# What is the oxidation state of zinc in "ZnO"_2?

Aug 17, 2017

This is zinc peroxide (not "zinc(IV)" oxide!), i.e. it contains $2 \times \text{O}$ in the $\textcolor{red}{- 1}$ oxidation state.

The way you would know that is by already knowing that zinc has a maximum oxidation state of $+ 2$. Its electron configuration is $\left[A r\right] 3 {d}^{10} 4 {s}^{2}$, so losing more than two electrons is nearly impossible (it would require freeing up a quantum state in the $3 d$ outer-core orbitals).

Hence, the zinc atom has an oxidation state of $\textcolor{b l u e}{+ 2}$ (not $+ 4$, and not $+ 1$).

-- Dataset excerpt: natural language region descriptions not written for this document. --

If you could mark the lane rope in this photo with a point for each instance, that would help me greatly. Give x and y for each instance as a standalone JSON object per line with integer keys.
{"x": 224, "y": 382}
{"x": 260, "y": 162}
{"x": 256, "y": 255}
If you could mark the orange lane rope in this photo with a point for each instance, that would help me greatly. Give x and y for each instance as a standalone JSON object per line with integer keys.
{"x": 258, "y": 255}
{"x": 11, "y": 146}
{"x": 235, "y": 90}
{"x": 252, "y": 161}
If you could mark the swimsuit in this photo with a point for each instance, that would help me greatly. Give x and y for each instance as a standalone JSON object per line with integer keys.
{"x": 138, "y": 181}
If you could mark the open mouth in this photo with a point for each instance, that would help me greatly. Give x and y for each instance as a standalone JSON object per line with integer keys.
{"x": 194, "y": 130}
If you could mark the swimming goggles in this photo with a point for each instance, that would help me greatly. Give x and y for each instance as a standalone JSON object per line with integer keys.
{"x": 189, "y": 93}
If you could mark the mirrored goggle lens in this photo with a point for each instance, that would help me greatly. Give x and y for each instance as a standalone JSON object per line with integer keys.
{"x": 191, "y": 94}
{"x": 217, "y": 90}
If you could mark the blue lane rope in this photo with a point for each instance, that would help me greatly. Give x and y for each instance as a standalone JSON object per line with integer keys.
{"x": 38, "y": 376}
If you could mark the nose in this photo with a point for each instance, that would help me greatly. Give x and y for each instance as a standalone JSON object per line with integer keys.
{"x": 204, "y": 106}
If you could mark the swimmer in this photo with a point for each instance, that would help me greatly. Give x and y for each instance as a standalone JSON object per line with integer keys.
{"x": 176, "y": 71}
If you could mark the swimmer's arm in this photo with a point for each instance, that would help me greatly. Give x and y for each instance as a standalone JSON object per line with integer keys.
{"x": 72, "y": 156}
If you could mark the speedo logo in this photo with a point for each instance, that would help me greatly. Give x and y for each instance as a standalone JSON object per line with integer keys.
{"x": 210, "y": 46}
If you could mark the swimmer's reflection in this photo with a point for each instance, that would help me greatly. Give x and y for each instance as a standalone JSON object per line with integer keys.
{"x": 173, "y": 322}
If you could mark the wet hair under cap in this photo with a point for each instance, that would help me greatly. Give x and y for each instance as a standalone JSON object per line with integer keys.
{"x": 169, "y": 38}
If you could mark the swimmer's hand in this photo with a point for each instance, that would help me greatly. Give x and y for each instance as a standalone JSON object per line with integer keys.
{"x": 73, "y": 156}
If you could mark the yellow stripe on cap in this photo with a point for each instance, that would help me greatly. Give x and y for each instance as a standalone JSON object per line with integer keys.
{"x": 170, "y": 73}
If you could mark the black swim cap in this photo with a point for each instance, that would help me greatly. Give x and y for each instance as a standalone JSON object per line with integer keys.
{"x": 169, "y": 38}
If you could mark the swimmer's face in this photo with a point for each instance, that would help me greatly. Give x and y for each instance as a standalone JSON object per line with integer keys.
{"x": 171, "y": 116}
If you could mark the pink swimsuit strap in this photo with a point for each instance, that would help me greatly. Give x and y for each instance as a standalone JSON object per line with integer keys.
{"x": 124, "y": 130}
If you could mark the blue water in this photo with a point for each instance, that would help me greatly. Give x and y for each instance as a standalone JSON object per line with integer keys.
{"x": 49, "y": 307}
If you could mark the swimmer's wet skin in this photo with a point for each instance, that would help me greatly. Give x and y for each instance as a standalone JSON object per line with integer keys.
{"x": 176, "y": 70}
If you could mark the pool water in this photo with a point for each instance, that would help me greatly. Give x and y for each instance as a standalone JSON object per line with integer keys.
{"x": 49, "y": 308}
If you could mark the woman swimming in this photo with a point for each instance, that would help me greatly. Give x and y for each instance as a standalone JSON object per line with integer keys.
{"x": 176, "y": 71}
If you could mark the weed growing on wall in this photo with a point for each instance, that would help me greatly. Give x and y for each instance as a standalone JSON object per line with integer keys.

You may accidentally say that this is simply $2 \times {\text{O}}^{2 -}$ for the anion(s). You may also miss that for the anion without prior knowledge or without looking it up, it is a non-innocent ligand that could either be ${\text{O}}_{2}^{-}$ (the superoxide anion) or ${\text{O}}_{2}^{2 -}$ (the peroxide anion).

Either misconception could lead you to accidentally say that zinc has an oxidation state of $+ 4$ or $+ 1$. Neither is correct!